Only 3.7 percent of pedestrian stops resulted in officers issuing a citation or making an arrest. From 2010–2015, supervisors at Baltimore’s Central Booking and local prosecutors rejected over 11,000 charges made by Baltimore police officers because they lacked probable cause or otherwise did not merit prosecution.
The Baltimore Police Department (BPD) disproportionately stops African-American pedestrians. Citywide, BPD stopped African-American residents three times as often as white residents after controlling for the population of the area in which the stops occurred.
BPD searched African Americans more frequently during pedestrian and vehicle stops, even though searches of African Americans were less likely to discover contraband. Indeed, BPD officers found contraband twice as often when searching white individuals compared to African Americans during vehicle stops and 50 percent more often during pedestrian stops.”
The Police Accountability Task Force in Chicago issued similar findings:
“In the summer of 2014, the Chicago Police Department stopped more than 250,000 people—93.6 for every 10,000 City residents—in encounters not leading to arrests. The racial breakdown of those stopped was as follows:
- 72% African American;
- 17% Hispanic;
- 9% White
- 1% Asian
Moreover, black and Hispanic drivers were searched approximately four times as often as white drivers, yet Chicago Police Department’s own data show that contraband was found on white drivers twice as often as black and Hispanic drivers.
A 2015 survey of 1,200 Chicago residents, ages 16 and older, also found significant racial disparities in the number of police-initiated stops and the perception of abusive police behavior. The survey found that almost 70% of young African-American males reported being stopped by police in the past 12 months.
The survey found that most people stopped by Chicago police were not ticketed, arrested or taken to a police station. Compared to whites, all other groups were at least twice as likely to have been subjected to some form of force before being released.”
These two big city police departments have attracted national attention with their troubled histories. They have been subject to both national scrutiny and reform initiatives.
It is impossible to know the extent to which these patterns of racial profiling are reflected in the work of the fifty plus police departments in Delaware because no process has been established for data gathering and analysis. The primary focus of proposed legislation is establishing that process and monitoring potential racial bias by Delaware Police Departments.
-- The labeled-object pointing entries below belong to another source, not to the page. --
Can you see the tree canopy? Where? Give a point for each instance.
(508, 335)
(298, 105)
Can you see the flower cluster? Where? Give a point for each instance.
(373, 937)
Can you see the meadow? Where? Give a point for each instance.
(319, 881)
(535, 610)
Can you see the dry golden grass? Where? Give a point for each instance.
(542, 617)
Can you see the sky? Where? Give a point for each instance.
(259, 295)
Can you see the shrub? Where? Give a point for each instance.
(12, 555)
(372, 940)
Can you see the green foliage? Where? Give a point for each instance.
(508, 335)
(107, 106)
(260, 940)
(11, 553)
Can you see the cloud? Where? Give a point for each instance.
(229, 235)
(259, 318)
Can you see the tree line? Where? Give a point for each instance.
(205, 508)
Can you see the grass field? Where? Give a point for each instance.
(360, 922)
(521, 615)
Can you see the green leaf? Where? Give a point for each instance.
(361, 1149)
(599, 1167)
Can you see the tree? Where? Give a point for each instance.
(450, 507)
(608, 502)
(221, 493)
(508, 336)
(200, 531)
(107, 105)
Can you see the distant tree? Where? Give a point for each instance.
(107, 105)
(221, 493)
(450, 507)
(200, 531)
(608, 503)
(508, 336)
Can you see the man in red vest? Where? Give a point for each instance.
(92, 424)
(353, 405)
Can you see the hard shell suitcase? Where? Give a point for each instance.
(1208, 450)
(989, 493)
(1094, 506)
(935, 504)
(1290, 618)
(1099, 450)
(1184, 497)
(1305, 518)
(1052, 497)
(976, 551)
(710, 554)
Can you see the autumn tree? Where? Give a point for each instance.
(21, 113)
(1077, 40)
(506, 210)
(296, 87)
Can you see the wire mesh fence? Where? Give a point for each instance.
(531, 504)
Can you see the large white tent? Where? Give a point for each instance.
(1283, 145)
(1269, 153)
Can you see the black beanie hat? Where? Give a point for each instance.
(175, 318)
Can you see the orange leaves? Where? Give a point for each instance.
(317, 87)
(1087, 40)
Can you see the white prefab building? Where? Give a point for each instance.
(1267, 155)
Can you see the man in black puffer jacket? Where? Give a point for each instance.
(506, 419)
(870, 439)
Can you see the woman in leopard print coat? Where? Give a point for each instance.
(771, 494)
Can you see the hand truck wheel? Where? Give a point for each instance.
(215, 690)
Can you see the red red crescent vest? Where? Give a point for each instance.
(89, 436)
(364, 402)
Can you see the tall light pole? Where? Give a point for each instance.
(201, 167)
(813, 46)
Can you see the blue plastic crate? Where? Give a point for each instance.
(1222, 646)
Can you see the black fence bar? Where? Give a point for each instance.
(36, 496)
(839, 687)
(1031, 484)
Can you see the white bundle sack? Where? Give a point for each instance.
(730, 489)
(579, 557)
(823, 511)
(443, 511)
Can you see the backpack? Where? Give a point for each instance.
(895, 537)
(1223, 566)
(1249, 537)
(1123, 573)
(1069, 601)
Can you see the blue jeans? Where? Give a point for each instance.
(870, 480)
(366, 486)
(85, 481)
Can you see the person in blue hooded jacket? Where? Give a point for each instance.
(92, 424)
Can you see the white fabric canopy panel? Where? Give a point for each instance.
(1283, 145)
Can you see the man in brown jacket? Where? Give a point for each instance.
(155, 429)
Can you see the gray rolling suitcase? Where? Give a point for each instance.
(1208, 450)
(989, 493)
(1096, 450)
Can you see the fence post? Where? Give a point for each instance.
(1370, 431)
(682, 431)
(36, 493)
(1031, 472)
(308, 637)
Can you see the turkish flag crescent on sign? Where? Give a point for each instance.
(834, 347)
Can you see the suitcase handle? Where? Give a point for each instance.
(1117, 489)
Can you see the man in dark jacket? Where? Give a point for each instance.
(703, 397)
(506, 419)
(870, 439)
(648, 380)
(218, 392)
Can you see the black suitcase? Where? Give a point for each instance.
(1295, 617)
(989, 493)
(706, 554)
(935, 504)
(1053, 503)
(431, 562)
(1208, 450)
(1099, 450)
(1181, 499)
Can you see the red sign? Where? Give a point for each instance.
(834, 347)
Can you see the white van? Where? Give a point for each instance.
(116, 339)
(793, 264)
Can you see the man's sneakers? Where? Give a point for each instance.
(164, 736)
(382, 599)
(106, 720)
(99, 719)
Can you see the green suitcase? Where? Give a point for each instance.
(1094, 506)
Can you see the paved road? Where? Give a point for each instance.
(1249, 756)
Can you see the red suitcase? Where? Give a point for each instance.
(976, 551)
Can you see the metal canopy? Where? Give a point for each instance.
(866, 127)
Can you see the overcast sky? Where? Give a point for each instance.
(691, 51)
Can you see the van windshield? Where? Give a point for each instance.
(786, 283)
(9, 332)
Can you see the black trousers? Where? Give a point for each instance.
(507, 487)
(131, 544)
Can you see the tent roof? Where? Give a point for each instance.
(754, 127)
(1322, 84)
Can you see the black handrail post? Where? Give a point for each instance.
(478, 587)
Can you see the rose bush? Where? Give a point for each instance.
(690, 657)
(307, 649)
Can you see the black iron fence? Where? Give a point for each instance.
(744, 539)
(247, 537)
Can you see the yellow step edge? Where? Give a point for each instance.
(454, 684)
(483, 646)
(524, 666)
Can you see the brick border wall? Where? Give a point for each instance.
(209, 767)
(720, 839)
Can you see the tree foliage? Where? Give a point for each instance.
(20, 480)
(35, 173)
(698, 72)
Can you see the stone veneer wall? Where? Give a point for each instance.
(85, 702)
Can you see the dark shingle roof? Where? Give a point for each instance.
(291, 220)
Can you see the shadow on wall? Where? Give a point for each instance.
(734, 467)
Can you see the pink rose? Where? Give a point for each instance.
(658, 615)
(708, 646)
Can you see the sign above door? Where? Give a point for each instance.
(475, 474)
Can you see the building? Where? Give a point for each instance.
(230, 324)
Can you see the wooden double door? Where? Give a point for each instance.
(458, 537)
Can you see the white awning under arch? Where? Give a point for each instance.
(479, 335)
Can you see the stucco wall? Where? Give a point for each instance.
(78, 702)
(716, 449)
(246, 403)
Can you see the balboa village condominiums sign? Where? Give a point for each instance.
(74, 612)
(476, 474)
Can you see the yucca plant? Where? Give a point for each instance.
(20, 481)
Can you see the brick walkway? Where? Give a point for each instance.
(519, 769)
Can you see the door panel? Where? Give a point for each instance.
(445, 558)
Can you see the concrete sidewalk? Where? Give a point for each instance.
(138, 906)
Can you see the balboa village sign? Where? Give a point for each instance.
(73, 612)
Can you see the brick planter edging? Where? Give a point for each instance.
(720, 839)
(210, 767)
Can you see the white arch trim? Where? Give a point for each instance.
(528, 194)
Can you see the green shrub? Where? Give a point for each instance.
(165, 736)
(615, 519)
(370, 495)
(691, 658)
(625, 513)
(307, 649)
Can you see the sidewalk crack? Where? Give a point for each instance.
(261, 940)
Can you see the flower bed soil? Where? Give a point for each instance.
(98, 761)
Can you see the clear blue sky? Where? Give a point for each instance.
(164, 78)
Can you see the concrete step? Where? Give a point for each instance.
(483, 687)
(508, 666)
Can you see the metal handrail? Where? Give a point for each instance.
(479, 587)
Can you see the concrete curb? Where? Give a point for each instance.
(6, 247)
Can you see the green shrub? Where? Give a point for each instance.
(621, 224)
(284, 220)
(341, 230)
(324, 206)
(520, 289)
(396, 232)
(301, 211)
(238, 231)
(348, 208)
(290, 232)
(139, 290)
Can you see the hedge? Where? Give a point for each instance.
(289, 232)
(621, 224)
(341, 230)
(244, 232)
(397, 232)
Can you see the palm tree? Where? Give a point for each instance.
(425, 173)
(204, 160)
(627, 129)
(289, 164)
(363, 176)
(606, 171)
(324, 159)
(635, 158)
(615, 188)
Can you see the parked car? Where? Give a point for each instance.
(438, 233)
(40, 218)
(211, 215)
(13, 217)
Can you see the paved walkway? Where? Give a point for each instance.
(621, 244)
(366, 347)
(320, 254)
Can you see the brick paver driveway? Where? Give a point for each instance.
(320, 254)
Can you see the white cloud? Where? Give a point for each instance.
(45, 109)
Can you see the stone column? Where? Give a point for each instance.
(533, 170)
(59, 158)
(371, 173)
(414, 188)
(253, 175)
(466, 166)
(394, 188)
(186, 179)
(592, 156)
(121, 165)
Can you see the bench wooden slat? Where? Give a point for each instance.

Synopsis of Proposed Legislation
The proposed bill establishes safeguards against racial and ethnic profiling in order to truly ensure that all citizens are treated equally. First, the bill outlaws racial and ethnic profiling, and requires police departments to take corrective action if racial and ethnic profiling occurs among officers. Secondly, it mandates the establishment of fair procedures for filing complaints in regard to racial and ethnic profiling, or initiating legal action. Thirdly, it requires the collection of data on traffic and pedestrian stops by law enforcement, in order to monitor potential racial bias. Taken together, these measures will enable Delaware to show that it is serious about preventing, detecting, and taking action in response to racial and ethnic profiling.